Tercero, las autoridades judiciales y policiales no adoptaron medidas de arraigo ni detención oportuna, permitiendo que hoy no haya un solo condenado en prisión. Sin ejecución efectiva de la sentencia ni reparaciones pagadas, la justicia sigue siendo simbólica.

La responsabilidad del Estado en esta tragedia es innegable. Pero, además de su inacción estructural, el caso ha sido analizado y resuelto judicialmente con pruebas claras, detalladas y suficientes. Vale la pena revisar lo que dice la propia sentencia.

Una emboscada anunciada

El fallo describe con claridad el móvil y el modo de ejecución: los líderes ashéninkas fueron asesinados en una emboscada armada mientras caminaban hacia una reunión en territorio fronterizo. El crimen fue consecuencia de un conflicto sostenido entre las víctimas y taladores ilegales que vieron amenazados sus intereses económicos por las denuncias lideradas por Chota y sus compañeros.

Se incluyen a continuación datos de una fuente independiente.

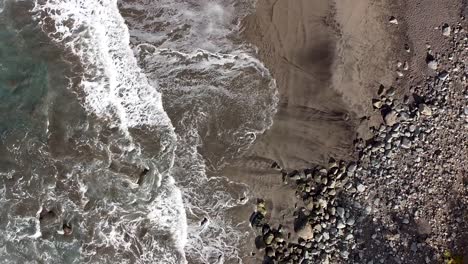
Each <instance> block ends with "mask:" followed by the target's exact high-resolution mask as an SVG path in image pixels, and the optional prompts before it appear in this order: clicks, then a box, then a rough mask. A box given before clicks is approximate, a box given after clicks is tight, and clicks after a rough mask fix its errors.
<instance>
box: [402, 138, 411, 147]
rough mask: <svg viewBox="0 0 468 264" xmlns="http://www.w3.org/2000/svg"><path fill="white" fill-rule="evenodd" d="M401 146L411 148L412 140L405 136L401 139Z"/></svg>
mask: <svg viewBox="0 0 468 264" xmlns="http://www.w3.org/2000/svg"><path fill="white" fill-rule="evenodd" d="M401 147H402V148H404V149H410V148H411V141H410V140H409V139H408V138H407V137H404V138H403V139H402V140H401Z"/></svg>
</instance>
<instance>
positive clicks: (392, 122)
mask: <svg viewBox="0 0 468 264" xmlns="http://www.w3.org/2000/svg"><path fill="white" fill-rule="evenodd" d="M397 118H398V116H397V112H395V111H394V110H392V111H390V112H389V113H387V114H386V115H385V118H384V121H385V124H386V125H387V126H393V125H395V124H396V123H397Z"/></svg>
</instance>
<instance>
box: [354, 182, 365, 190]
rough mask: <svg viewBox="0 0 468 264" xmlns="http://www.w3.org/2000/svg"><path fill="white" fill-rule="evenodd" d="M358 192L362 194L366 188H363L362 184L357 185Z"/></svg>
mask: <svg viewBox="0 0 468 264" xmlns="http://www.w3.org/2000/svg"><path fill="white" fill-rule="evenodd" d="M356 188H357V190H358V192H364V191H365V190H366V186H364V185H363V184H361V183H359V184H358V185H357V186H356Z"/></svg>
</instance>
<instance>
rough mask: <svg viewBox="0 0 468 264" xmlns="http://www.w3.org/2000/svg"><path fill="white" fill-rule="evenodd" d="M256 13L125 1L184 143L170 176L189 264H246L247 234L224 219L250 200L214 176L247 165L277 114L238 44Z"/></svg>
mask: <svg viewBox="0 0 468 264" xmlns="http://www.w3.org/2000/svg"><path fill="white" fill-rule="evenodd" d="M254 4H255V3H254V1H251V0H241V1H238V0H237V1H236V0H216V1H212V0H157V1H149V0H136V1H130V0H120V1H119V8H120V12H121V14H122V15H123V17H124V18H125V21H126V22H127V24H128V27H129V32H130V40H131V45H132V46H133V49H134V53H135V54H136V57H137V58H138V61H139V65H140V67H141V68H142V69H143V70H144V71H145V73H146V75H147V76H148V78H149V80H150V82H151V83H155V84H156V83H157V84H158V86H157V87H158V88H159V91H160V92H161V93H162V99H163V104H164V107H165V110H166V111H167V113H168V115H169V117H170V118H171V120H172V124H173V125H174V127H175V131H176V134H177V136H178V142H177V150H176V156H175V164H174V169H173V176H174V178H175V180H176V182H177V185H178V186H179V187H180V188H181V189H182V195H183V197H184V203H185V207H186V211H187V218H188V243H187V246H186V252H187V256H188V259H189V261H191V263H239V262H241V256H240V252H239V246H241V243H242V239H243V238H244V237H245V233H243V231H242V230H240V229H239V228H238V225H239V224H240V223H237V222H235V221H234V220H232V219H230V218H229V217H228V216H227V214H226V212H227V210H228V209H230V208H234V207H237V206H240V205H242V203H243V201H245V199H243V198H245V197H246V196H248V195H249V190H248V188H247V186H244V185H242V184H240V183H236V182H233V181H230V180H228V179H226V178H225V177H223V175H219V174H218V173H216V171H217V170H218V169H220V168H221V167H222V166H223V165H224V164H225V163H226V162H227V161H229V160H230V159H232V158H235V157H238V156H240V155H242V153H244V152H245V150H246V149H248V148H249V146H250V145H251V144H252V143H253V141H254V140H255V138H256V136H257V135H259V134H261V133H263V132H264V131H265V130H266V129H268V128H269V127H270V126H271V124H272V117H273V115H274V114H275V112H276V105H277V101H278V99H277V91H276V84H275V82H274V80H273V79H272V77H271V75H270V73H269V71H268V70H267V69H266V68H265V66H264V65H263V64H262V63H261V62H260V61H259V60H258V59H256V58H255V56H253V54H254V53H255V48H254V47H252V46H249V45H248V44H246V43H244V42H243V41H242V39H240V38H239V32H240V24H241V21H242V19H243V18H244V17H245V16H246V15H248V14H249V13H250V12H251V11H252V10H253V8H254ZM207 173H210V174H212V176H207ZM200 223H202V225H201V224H200Z"/></svg>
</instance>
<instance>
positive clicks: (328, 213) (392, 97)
mask: <svg viewBox="0 0 468 264" xmlns="http://www.w3.org/2000/svg"><path fill="white" fill-rule="evenodd" d="M399 22H400V24H401V23H402V22H401V21H398V20H397V18H396V17H395V16H389V19H388V23H389V24H391V25H398V24H399ZM403 23H404V22H403ZM467 29H468V27H467V26H466V21H465V18H464V17H463V16H461V17H460V18H459V22H458V23H453V24H449V23H441V24H440V26H439V27H437V28H434V29H433V32H432V33H431V34H433V33H434V32H435V33H437V34H439V36H438V38H443V39H444V40H445V41H446V42H444V43H445V44H443V45H436V47H432V46H431V43H430V41H428V42H427V43H425V44H424V45H425V48H426V50H425V51H424V54H425V57H420V55H421V53H418V52H414V53H413V51H412V50H411V47H410V45H407V44H405V45H402V47H401V51H400V53H401V54H404V53H408V56H406V57H403V58H401V59H400V60H397V61H395V62H394V65H395V67H394V68H395V75H396V78H397V81H395V82H394V83H393V84H392V85H376V86H375V91H376V92H375V97H374V98H373V99H372V100H369V102H368V104H369V105H372V107H373V109H374V115H377V116H381V117H382V118H381V120H382V122H381V123H374V124H373V125H372V126H371V127H370V128H369V129H370V136H369V137H366V138H360V137H358V138H357V139H356V140H355V144H354V148H355V153H356V155H357V158H356V159H355V160H349V161H336V160H335V159H333V158H330V160H329V162H328V164H317V165H314V166H310V167H308V168H306V169H304V168H302V169H299V168H298V169H295V170H294V169H289V168H288V169H283V168H281V166H280V165H279V164H281V162H278V163H277V162H274V163H273V164H272V166H271V167H272V168H274V169H277V170H278V171H279V172H278V174H277V175H278V176H277V177H281V178H282V181H283V183H284V184H285V185H287V186H288V187H289V188H291V189H294V190H295V199H296V201H295V209H294V212H293V215H292V216H291V217H292V218H293V219H294V221H293V223H294V224H293V226H287V224H284V225H282V224H281V223H280V224H277V221H276V220H274V219H273V217H272V212H271V208H269V206H268V204H267V203H265V201H263V200H262V197H259V200H258V202H257V207H256V209H255V211H254V212H253V214H252V216H251V219H250V221H251V223H252V226H253V227H254V228H255V230H256V232H257V238H256V240H255V245H256V248H257V249H258V251H257V252H254V253H253V254H259V255H261V256H262V258H263V261H264V263H367V264H376V263H402V264H403V263H444V262H445V263H467V262H468V255H467V254H468V174H467V171H468V165H467V163H466V161H467V159H468V148H467V146H468V90H467V76H468V68H467V62H468V61H467V56H468V32H467ZM420 45H421V43H415V44H413V46H415V47H416V48H417V47H418V46H420ZM418 56H419V57H418ZM414 61H418V62H420V61H423V62H424V67H426V68H425V69H421V68H419V67H420V65H419V64H417V63H414ZM412 67H414V68H415V69H412ZM422 70H424V72H427V73H428V74H427V75H425V74H418V71H422ZM368 120H369V117H367V119H366V117H364V118H363V120H362V121H363V122H364V123H366V124H370V122H367V121H368ZM273 220H274V221H275V223H274V224H273V223H271V221H273ZM252 243H253V241H252ZM463 261H465V262H463Z"/></svg>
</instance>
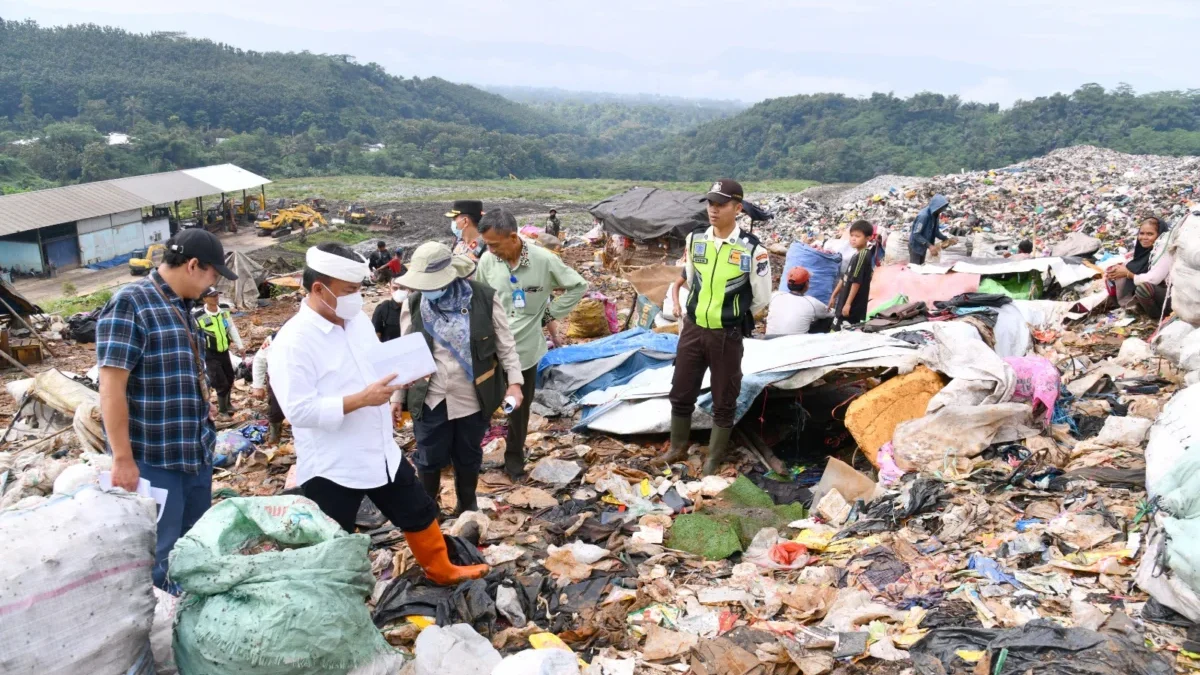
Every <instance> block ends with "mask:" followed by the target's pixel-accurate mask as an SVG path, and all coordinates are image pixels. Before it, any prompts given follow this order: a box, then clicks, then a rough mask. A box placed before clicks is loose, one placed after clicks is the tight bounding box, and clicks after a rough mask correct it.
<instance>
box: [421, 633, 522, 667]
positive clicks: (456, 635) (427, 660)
mask: <svg viewBox="0 0 1200 675" xmlns="http://www.w3.org/2000/svg"><path fill="white" fill-rule="evenodd" d="M413 652H414V653H415V655H416V662H415V668H414V673H415V675H491V673H492V670H493V669H494V668H496V667H497V665H499V664H500V661H502V658H500V652H498V651H496V649H494V647H493V646H492V643H491V641H488V639H487V638H485V637H482V635H480V634H479V633H476V632H475V629H474V628H472V627H470V626H468V625H466V623H455V625H454V626H450V627H449V628H443V627H440V626H430V627H428V628H426V629H424V631H421V634H420V635H418V637H416V644H415V645H413Z"/></svg>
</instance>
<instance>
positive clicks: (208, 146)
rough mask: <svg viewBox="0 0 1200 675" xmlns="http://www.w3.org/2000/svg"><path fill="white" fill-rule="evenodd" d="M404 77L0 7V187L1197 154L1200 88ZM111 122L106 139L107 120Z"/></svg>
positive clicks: (927, 164)
mask: <svg viewBox="0 0 1200 675" xmlns="http://www.w3.org/2000/svg"><path fill="white" fill-rule="evenodd" d="M500 90H502V91H504V92H505V94H506V95H508V96H511V97H512V98H514V100H509V98H505V97H503V96H499V95H497V94H492V92H487V91H482V90H480V89H476V88H474V86H467V85H461V84H454V83H449V82H445V80H443V79H438V78H428V79H420V78H402V77H396V76H392V74H389V73H388V72H385V71H384V70H383V68H382V67H380V66H379V65H377V64H367V65H360V64H356V62H355V61H354V59H353V58H352V56H348V55H322V54H311V53H288V54H281V53H257V52H247V50H242V49H236V48H233V47H228V46H223V44H217V43H215V42H211V41H206V40H192V38H187V37H184V36H182V35H181V34H154V35H138V34H131V32H127V31H124V30H119V29H112V28H100V26H95V25H83V26H71V28H41V26H38V25H37V24H35V23H32V22H5V20H2V19H0V191H11V190H30V189H37V187H44V186H49V185H56V184H67V183H78V181H89V180H101V179H107V178H118V177H121V175H132V174H139V173H150V172H157V171H169V169H174V168H187V167H194V166H203V165H209V163H220V162H234V163H238V165H240V166H244V167H246V168H247V169H250V171H253V172H257V173H262V174H265V175H269V177H271V178H286V177H301V175H329V174H374V175H397V177H415V178H446V179H456V178H463V179H480V178H503V177H508V175H516V177H517V178H536V177H559V178H599V177H605V178H623V179H638V180H671V179H682V180H708V179H712V178H713V177H715V175H734V177H738V178H744V179H749V180H754V179H764V178H809V179H816V180H822V181H857V180H864V179H868V178H871V177H872V175H877V174H880V173H901V174H934V173H943V172H954V171H959V169H960V168H986V167H998V166H1003V165H1008V163H1012V162H1016V161H1020V160H1024V159H1027V157H1032V156H1037V155H1042V154H1045V153H1048V151H1050V150H1052V149H1055V148H1061V147H1066V145H1074V144H1079V143H1091V144H1096V145H1102V147H1108V148H1112V149H1116V150H1123V151H1128V153H1152V154H1171V155H1182V154H1192V155H1200V90H1192V91H1169V92H1158V94H1146V95H1141V96H1138V95H1135V94H1134V92H1133V91H1132V89H1129V88H1128V86H1118V88H1117V89H1114V90H1110V91H1106V90H1104V89H1103V88H1102V86H1099V85H1094V84H1090V85H1084V86H1081V88H1080V89H1078V90H1076V91H1074V92H1072V94H1055V95H1054V96H1046V97H1040V98H1036V100H1033V101H1022V102H1018V103H1016V104H1015V106H1014V107H1013V108H1010V109H1003V110H1002V109H1000V107H998V106H995V104H980V103H970V102H962V101H960V100H959V98H958V97H955V96H942V95H938V94H918V95H914V96H911V97H907V98H900V97H896V96H893V95H890V94H875V95H872V96H871V97H868V98H853V97H848V96H842V95H836V94H820V95H804V96H792V97H786V98H774V100H769V101H764V102H762V103H758V104H756V106H754V107H750V108H749V109H744V110H742V112H738V108H739V103H737V102H731V101H695V102H690V101H684V100H678V98H670V97H658V96H620V95H602V94H588V92H578V94H574V92H563V91H558V90H539V89H524V88H502V89H500ZM113 132H120V133H125V135H128V141H130V142H128V143H126V144H110V143H109V141H108V139H107V138H106V135H109V133H113Z"/></svg>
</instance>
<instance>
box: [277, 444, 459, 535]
mask: <svg viewBox="0 0 1200 675" xmlns="http://www.w3.org/2000/svg"><path fill="white" fill-rule="evenodd" d="M300 490H301V491H302V492H304V496H306V497H308V498H310V500H312V501H314V502H317V506H319V507H320V510H323V512H324V513H325V515H328V516H330V518H332V519H334V520H336V521H337V524H338V525H341V526H342V530H346V531H347V532H352V533H353V532H354V521H355V519H356V518H358V514H359V504H361V503H362V497H364V495H365V496H367V497H371V501H372V502H373V503H374V506H377V507H378V508H379V513H383V514H384V516H386V518H388V520H390V521H391V524H392V525H395V526H396V527H400V528H401V531H403V532H420V531H422V530H425V528H427V527H428V526H430V524H432V522H433V520H434V519H436V518H437V515H438V507H437V506H436V504H434V503H433V500H431V498H430V496H428V495H426V494H425V488H421V484H420V483H419V482H418V480H416V472H415V471H413V465H410V464H408V461H407V460H401V461H400V467H398V468H397V470H396V476H395V477H394V478H392V480H391V483H388V484H385V485H380V486H378V488H371V489H370V490H356V489H354V488H344V486H342V485H338V484H337V483H334V482H332V480H330V479H328V478H322V477H319V476H318V477H317V478H311V479H308V480H307V482H306V483H305V484H304V485H301V486H300Z"/></svg>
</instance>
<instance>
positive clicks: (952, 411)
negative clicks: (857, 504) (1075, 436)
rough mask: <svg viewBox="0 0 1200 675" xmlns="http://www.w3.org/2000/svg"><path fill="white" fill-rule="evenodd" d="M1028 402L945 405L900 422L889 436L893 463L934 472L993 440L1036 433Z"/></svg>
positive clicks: (903, 467) (1016, 439) (1016, 436)
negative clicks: (943, 463)
mask: <svg viewBox="0 0 1200 675" xmlns="http://www.w3.org/2000/svg"><path fill="white" fill-rule="evenodd" d="M1032 410H1033V408H1031V407H1030V406H1028V405H1027V404H997V405H994V406H947V407H944V408H942V410H940V411H937V412H935V413H932V414H926V416H925V417H919V418H917V419H910V420H907V422H901V423H900V424H898V425H896V429H895V432H894V434H893V436H892V448H893V450H894V453H895V460H896V466H899V467H900V468H902V470H905V471H926V470H929V471H937V470H940V468H942V466H943V462H944V461H947V460H952V459H955V458H973V456H976V455H978V454H979V453H982V452H983V450H984V449H985V448H986V447H988V446H990V444H992V443H1001V442H1006V441H1016V440H1018V438H1026V437H1028V436H1037V435H1038V431H1037V430H1034V429H1031V428H1030V413H1031V412H1032Z"/></svg>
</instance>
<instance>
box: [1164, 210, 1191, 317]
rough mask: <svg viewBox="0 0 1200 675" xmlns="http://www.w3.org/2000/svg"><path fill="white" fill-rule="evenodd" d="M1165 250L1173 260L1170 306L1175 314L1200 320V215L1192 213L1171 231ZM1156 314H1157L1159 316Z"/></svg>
mask: <svg viewBox="0 0 1200 675" xmlns="http://www.w3.org/2000/svg"><path fill="white" fill-rule="evenodd" d="M1169 237H1170V238H1171V240H1170V241H1169V243H1168V244H1166V250H1168V251H1169V252H1170V253H1172V255H1174V257H1175V261H1174V262H1172V263H1171V309H1172V311H1174V312H1175V316H1177V317H1180V318H1181V319H1183V321H1186V322H1188V323H1190V324H1192V325H1198V324H1200V216H1198V215H1194V214H1189V215H1188V217H1186V219H1183V222H1181V223H1180V225H1177V226H1176V227H1175V229H1172V231H1171V233H1170V234H1169ZM1156 318H1157V317H1156Z"/></svg>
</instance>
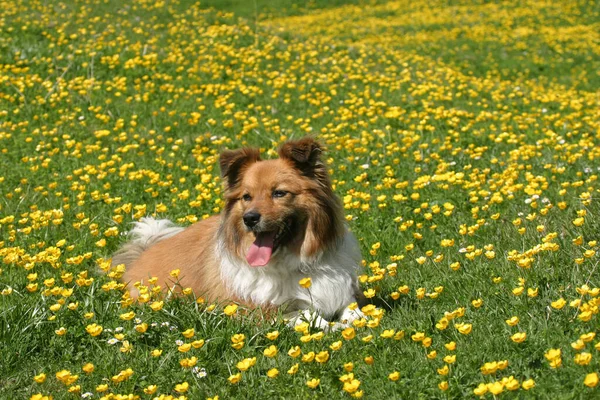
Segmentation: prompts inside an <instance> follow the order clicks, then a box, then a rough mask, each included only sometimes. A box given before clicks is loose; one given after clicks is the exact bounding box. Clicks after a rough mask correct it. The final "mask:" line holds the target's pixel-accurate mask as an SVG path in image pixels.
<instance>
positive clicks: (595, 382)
mask: <svg viewBox="0 0 600 400" xmlns="http://www.w3.org/2000/svg"><path fill="white" fill-rule="evenodd" d="M583 384H584V385H585V386H587V387H591V388H593V387H596V386H597V385H598V373H596V372H592V373H589V374H587V375H586V376H585V378H584V380H583Z"/></svg>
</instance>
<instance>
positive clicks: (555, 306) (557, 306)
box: [550, 297, 567, 310]
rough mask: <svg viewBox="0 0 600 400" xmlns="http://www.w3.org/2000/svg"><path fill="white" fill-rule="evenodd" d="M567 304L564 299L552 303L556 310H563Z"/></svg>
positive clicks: (551, 303) (553, 307)
mask: <svg viewBox="0 0 600 400" xmlns="http://www.w3.org/2000/svg"><path fill="white" fill-rule="evenodd" d="M565 304H567V301H566V300H565V299H563V298H562V297H561V298H560V299H558V300H556V301H553V302H552V303H550V305H551V306H552V308H554V309H556V310H560V309H561V308H563V307H564V306H565Z"/></svg>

La condena se basó en prueba indiciaria sólida y abundante: 28 elementos entre antecedentes, testimonios, pericias, documentos y actos posteriores al crimen. Destaca el testimonio de un testigo protegido que presenció la planificación del asesinato y el regreso de los responsables tras cometerlo. Su relato fue coherente, detallado y reforzado por múltiples elementos objetivos.

La Sala también valoró declaraciones de testigos adicionales, pericias balísticas, necropsias, reportes de incautación de madera ilegal y documentos oficiales. En contraste, el único testigo presentado por la defensa fue descartado por su evidente parcialidad: era compadre espiritual de uno de los acusados.

La defensa intentó deslegitimar el proceso con argumentos tan falaces como peligrosos. Alegaron que Edwin Chota no era indígena sino mestizo, y que, por tanto, no tenía derecho sobre tierras ancestrales. Ignoran —o buscan ignorar— que Chota era dirigente de una comunidad nativa formalmente reconocida por el Estado. También insinuaron que las víctimas estaban manipuladas por ONG poderosas, o que la tala realizada por los acusados no era ilegal porque tenían una concesión sobre tierras comunales no cedidas.

Estas estrategias no solo faltan a la verdad: reproducen el mismo desprecio estructural que permitió el crimen.

¿Un precedente o una ilusión?

La sentencia incluye un paso importante: el aumento de la reparación civil de S/50,000 a S/100,000 por cada víctima, reconociendo el daño severo causado a sus familias. Pero esta medida será simbólica si el Estado no garantiza su cumplimiento.

Esta vez, la justicia ha hablado con claridad. Pero si los sentenciados no son capturados, el mensaje para las comunidades indígenas será devastador: que ni siquiera una condena firme garantiza justicia.

El caso Saweto debe marcar un antes y un después. Si el Estado no actúa ahora, el fallo quedará como un gesto vacío en un país donde la justicia llega tarde y rara vez se completa.